Deneyimsel Öğreti der ki; İnsanoğluna sınırlı verilen süreyi en konforlu yaşamanın yolu; süreyi unutmadan sorulan sorulara doğru cevap verebilmek. Doğru tepkiyi ortaya koyabilmek. Hayattaki işaretleri okuyabilmek tıpkı sınavdaki ipuçları gibi...  

Belli bir yolla, ilimle ilerleyebilmek, sınavın içeriğini bilmek gibi. Denemeden yanılmadan ilerleyebilmek ve her şeyin geçici olduğunu bilmek...

Doğru tepkiyi ver ve geç!

Hayat da bir sınav...Soruları ve cevapları olan... Süre verenin olduğu… "Doğru tepkiyi ver ve geç!" der sana hayat. Takılmadan insanların yapıp ettiklerine…

Ve en önemlisi de sınav anını bekleme, sınavdan geçmek için.  Sonuçlar senin elinde olamaz hiçbir zaman. Sen kuyudan suyu çek, kovanın dolmasına takılma.  

Hiçbir uçurtma tek başına uçamaz rüzgâr olmasa. 

Ona yön veren, havalandıran, şahlandıran, yere düşüren, canlandıran, büklüm büklüm eden olmasa…

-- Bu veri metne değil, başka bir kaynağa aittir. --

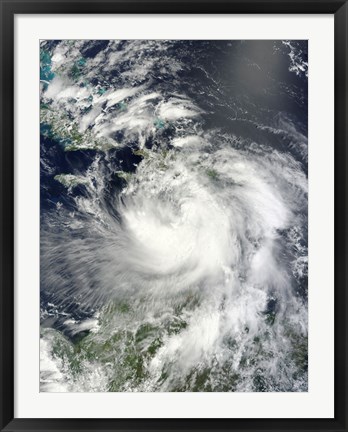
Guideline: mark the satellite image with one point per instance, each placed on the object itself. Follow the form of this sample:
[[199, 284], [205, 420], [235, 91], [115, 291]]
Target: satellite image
[[173, 215]]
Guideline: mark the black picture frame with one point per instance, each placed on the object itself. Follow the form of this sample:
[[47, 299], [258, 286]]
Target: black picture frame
[[8, 9]]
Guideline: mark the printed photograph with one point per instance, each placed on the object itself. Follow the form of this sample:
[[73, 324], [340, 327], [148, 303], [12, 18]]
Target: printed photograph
[[173, 215]]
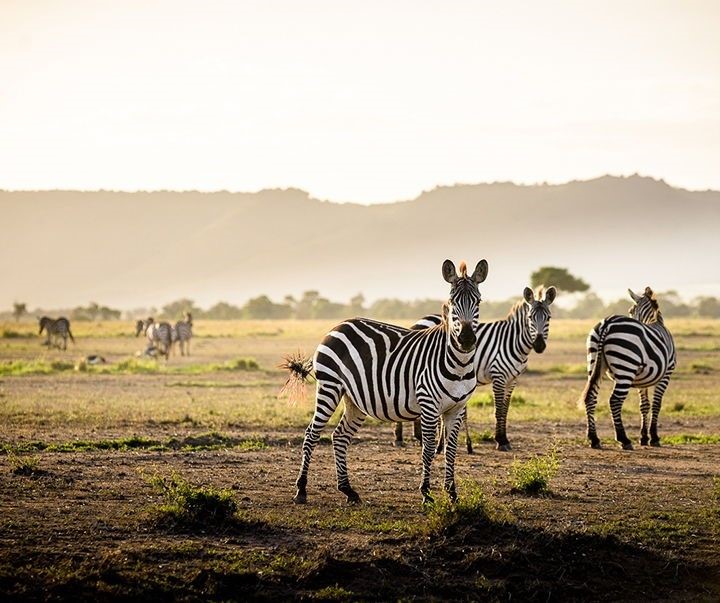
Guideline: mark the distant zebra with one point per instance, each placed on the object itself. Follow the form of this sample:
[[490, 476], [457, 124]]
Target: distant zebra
[[502, 353], [395, 374], [56, 328], [159, 335], [636, 351], [182, 333]]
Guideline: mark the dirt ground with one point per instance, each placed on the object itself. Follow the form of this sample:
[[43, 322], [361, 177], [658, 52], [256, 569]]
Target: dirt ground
[[618, 525]]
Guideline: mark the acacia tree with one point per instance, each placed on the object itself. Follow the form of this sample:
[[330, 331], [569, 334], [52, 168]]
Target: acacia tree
[[560, 278]]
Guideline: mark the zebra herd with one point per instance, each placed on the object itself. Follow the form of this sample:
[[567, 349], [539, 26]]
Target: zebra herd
[[427, 373], [161, 336]]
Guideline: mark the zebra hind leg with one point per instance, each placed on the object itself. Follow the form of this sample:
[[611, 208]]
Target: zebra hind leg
[[644, 409], [327, 399], [350, 422], [620, 392]]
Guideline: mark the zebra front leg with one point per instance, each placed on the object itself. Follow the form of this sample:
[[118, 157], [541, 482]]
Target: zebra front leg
[[620, 392], [644, 409], [658, 394], [452, 420], [327, 399], [501, 406], [429, 423], [351, 420], [398, 435]]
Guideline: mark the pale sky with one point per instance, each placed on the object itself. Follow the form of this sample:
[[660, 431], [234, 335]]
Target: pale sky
[[356, 101]]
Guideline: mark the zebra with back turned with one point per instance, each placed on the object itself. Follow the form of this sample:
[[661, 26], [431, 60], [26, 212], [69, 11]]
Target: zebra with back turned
[[55, 329], [635, 351], [182, 333], [396, 374], [502, 352], [159, 335]]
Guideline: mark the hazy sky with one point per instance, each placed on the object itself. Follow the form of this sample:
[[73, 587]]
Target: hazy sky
[[364, 101]]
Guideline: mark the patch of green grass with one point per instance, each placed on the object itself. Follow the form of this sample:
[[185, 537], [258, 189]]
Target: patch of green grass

Bu yüzden uçurtmanın hatırı yoksa da rüzgârı unutma,

Yön vereni unutma,

Yönlendireni unutma…




Deneyimsel Tasarım Öğretisi Hakkında




Yorumlar

Adsız dedi ki…
Ne kadar güzel anlatmışsınız hayatı ve sınavı.. süreyi unutmadan sınavda olduğumuzu unutmadan hayatta yol almamız gerektiğini.. Kaleminize sağlık..
Adsız dedi ki…
Doğru cevabı verip geçmek... Yön vereni ve yönlendireni unutmamak... emeğinize sağlık 💞
AKK dedi ki…
Kaleminize sağlık. Çok içten bir yazı. Umarım sınavın farkında oluruz. Umarım soruyu doğru anlarız. Ve umarım doğru cevabı verenlerden oluruz. Doğru cevabı verecek bilin açıklığı umuduyla...
GNS dedi ki…
Kaleminize sağlık
meryem dedi ki…
Vaktimiz bitmeden sorularımıza dogru cevap verebiliriz İnşAllah🤲🏻
Adsız dedi ki…
İnsan treni denizde götürmeye; gemiyi de tren rayına sokmaya çalışır…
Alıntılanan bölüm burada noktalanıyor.